Human attraction to be explained

UNDERSTANDING how humans are attracted to each other will be the focus of a four-month study by Southern Cross University psychology researcher Dr Anna Brooks, who has received a grant from the Swiss National Science Foundation Fellowship.

Dr Brooks will head to Switzerland in August where she will be working with Professor Olaf Blanke, who heads the Laboratory of Cognitive Neuroscience at the Brain Mind Institute.

The study will continue a long-term collaboration between Southern Cross University and the Swiss laboratory.
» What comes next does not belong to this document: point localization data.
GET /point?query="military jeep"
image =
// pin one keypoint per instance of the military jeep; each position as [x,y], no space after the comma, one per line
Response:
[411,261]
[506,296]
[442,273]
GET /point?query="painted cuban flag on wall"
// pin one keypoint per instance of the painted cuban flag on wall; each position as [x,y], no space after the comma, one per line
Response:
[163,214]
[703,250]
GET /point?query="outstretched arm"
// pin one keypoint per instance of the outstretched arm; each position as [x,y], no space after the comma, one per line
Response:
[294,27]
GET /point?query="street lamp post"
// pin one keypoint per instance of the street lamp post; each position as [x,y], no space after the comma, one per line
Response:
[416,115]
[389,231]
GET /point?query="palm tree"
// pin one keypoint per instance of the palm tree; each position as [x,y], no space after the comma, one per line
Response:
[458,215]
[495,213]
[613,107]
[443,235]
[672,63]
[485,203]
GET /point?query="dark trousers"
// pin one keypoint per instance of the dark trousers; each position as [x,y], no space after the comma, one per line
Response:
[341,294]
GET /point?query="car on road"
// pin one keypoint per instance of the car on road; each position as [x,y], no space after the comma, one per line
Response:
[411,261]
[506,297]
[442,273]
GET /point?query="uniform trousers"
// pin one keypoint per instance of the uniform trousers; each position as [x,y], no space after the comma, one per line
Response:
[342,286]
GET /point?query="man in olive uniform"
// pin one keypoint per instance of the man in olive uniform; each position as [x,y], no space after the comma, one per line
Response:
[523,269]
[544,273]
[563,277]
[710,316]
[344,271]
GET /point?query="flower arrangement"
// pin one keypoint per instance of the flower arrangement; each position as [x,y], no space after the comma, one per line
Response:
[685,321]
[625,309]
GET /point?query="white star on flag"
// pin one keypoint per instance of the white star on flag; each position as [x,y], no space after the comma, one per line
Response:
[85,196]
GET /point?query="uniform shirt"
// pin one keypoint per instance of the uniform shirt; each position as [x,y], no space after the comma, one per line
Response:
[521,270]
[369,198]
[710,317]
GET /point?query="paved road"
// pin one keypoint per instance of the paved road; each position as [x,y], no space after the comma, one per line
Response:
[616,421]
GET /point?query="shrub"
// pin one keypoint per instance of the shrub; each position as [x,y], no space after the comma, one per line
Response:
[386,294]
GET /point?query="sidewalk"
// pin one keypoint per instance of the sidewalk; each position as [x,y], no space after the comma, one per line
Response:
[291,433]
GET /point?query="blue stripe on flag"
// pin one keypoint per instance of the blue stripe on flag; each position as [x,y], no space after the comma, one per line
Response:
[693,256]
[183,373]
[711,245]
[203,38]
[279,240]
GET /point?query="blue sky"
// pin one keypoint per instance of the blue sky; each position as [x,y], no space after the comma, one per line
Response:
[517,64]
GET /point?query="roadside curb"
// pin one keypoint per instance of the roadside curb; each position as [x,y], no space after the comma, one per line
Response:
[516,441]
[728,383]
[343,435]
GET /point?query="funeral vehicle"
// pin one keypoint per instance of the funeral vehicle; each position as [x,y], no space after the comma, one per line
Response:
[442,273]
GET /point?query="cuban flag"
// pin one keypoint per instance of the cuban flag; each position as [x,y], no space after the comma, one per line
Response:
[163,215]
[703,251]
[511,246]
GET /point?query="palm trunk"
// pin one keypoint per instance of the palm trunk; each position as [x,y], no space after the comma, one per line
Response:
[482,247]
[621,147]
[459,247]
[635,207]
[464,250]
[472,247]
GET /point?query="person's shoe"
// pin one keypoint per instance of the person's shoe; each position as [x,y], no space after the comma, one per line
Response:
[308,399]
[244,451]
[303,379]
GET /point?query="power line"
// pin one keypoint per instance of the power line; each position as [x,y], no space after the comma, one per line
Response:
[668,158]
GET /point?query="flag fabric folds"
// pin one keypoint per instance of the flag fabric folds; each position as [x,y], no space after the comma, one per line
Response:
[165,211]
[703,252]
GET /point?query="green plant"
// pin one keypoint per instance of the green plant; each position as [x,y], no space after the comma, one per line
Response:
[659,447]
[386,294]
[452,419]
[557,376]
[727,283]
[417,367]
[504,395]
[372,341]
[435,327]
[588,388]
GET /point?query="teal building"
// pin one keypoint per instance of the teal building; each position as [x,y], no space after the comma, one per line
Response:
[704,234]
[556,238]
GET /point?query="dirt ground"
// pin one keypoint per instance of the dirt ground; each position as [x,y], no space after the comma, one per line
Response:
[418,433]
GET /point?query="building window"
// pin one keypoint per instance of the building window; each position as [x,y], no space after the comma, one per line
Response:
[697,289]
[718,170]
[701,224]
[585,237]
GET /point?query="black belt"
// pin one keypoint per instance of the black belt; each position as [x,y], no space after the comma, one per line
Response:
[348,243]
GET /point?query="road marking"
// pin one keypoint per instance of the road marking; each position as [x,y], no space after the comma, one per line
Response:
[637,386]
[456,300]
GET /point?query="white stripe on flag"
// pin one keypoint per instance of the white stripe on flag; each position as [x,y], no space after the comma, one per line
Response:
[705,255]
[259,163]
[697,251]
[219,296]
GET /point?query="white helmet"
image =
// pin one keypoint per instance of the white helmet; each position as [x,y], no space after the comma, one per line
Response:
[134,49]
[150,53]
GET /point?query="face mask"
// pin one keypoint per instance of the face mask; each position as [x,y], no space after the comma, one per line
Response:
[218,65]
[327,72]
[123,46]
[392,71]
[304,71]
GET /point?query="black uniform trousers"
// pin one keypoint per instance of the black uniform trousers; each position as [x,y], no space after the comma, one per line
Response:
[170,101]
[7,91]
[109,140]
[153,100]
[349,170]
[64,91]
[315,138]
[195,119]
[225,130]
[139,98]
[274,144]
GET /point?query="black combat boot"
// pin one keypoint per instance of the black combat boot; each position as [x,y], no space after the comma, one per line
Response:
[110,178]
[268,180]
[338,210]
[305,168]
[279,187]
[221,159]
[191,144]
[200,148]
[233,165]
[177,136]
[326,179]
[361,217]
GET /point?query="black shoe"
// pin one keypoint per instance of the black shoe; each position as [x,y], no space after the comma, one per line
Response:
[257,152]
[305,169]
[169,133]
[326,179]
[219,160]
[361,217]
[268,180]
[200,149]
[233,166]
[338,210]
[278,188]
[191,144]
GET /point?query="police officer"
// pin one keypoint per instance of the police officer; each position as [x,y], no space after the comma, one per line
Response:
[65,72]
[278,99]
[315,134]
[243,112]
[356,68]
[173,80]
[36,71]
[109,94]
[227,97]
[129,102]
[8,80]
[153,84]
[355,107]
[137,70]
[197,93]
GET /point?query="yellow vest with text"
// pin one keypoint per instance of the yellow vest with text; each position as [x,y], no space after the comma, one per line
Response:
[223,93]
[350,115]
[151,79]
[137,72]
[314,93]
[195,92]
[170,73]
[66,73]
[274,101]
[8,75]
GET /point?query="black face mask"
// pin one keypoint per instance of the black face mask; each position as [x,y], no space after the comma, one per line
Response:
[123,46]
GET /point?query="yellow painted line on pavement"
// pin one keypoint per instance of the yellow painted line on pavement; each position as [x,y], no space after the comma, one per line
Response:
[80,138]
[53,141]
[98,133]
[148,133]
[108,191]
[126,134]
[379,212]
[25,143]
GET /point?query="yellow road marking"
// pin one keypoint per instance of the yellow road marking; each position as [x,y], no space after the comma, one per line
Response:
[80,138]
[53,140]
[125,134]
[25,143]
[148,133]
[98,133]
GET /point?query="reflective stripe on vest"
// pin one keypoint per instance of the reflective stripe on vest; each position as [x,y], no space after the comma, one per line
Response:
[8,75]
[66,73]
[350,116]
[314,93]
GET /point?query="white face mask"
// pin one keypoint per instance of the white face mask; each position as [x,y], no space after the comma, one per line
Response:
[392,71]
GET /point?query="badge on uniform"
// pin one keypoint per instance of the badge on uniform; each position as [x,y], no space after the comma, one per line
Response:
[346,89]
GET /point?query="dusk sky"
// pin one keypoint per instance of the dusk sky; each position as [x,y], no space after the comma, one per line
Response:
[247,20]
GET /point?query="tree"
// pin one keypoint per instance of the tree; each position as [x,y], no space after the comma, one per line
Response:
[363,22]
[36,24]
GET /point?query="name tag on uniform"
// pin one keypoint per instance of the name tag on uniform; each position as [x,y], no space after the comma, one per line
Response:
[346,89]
Dr Brooks said the focus of her research was on how our brains process the visual cues related to 'mate selection'.

"It's understanding how people are attracted to each other and working out what the underlying biological processes are," Dr Brooks said.

"We know from behavioural data that the more symmetrical a person is, the more attractive that person will be judged. That has been found to be true across the board, regardless of race. What we want to find out is how the brain processes that information."

She said the laboratory, based in Lausanne, included a fMRI (functional Magnetic Resonsance Imaging) facility which would allow her to see real time brain activity.

"The biggest scientific challenge we face is understanding how the brain works. This is just one part of that. Our brains are the source of everything we do but we are only just starting to understand what drives those behaviours.

"When it comes to human behaviours, there are few that are more important than mate selection."

Research at the Laboratory of Cognitive Neuroscience is carried out by a multidisciplinary team of biologists, psychologists, medical doctors, physicists, engineers and computer scientists.

Professor Blanke's work focuses on the functional and neural mechanisms of body perception, corporeal awareness and self consciousness.

Dr Brooks spent time in Switzerland with Professor Blanke in 2008 and 2009 after winning national scientific grants through the Australian Academy of Science by the Department of Innovation, Industry, Science and Research.